Probabilistic programming with source transformations

Cool, we’ll keep in touch then. No reason to rush. I hope to get a GSoC project devoted to Bayesian parameter estimation, in which case it would be nice to get setup with a few Julia tools and compare between them, but that would be months off (and requires finding a student :smile:)

4 Likes

I have a working version of the LKJ prior for correlation matrices on my computer that I will commit within a few days to ContinuousTransformations.jl, then we just need stick breaking and unit vectors, and have all the transformations Stan supports out of the box. If you need any of them quickly, I am happy to add them, just open an issue.

2 Likes

It seems to be breaking change. Is it possible to have it in 1.0? That issue is speculative without any milestone!
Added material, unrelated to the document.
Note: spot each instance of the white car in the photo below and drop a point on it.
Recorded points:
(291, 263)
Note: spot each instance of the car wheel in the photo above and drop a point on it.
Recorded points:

Nice! I think a natural way to connect this is that for the support of a distribution to determine the transformation. Distributions.support is currently only defined for univariate continuous distributions, but in principle it should be easy to extend.

Your DynamicHMC work seems to be set up specifically for ReverseDiff. From what I’ve seen, I think XGrad would be a little simpler and faster, and makes it pretty easy to specify optimized derivatives. For example, instead of examining the code for a given pdf, we know to call the cdf directly.

It will be great to get even a simple example running end-to-end:

  • Find the supports
  • Determine and apply the appropriate transformations
  • Adjust for the log-Jacobian
  • Compute the gradient
  • Call NUTS

I’m sure I’ll be asking for help with a lot of this :slight_smile:

Sorry, I don’t understand what this is referring to. Did you maybe post in the wrong thread?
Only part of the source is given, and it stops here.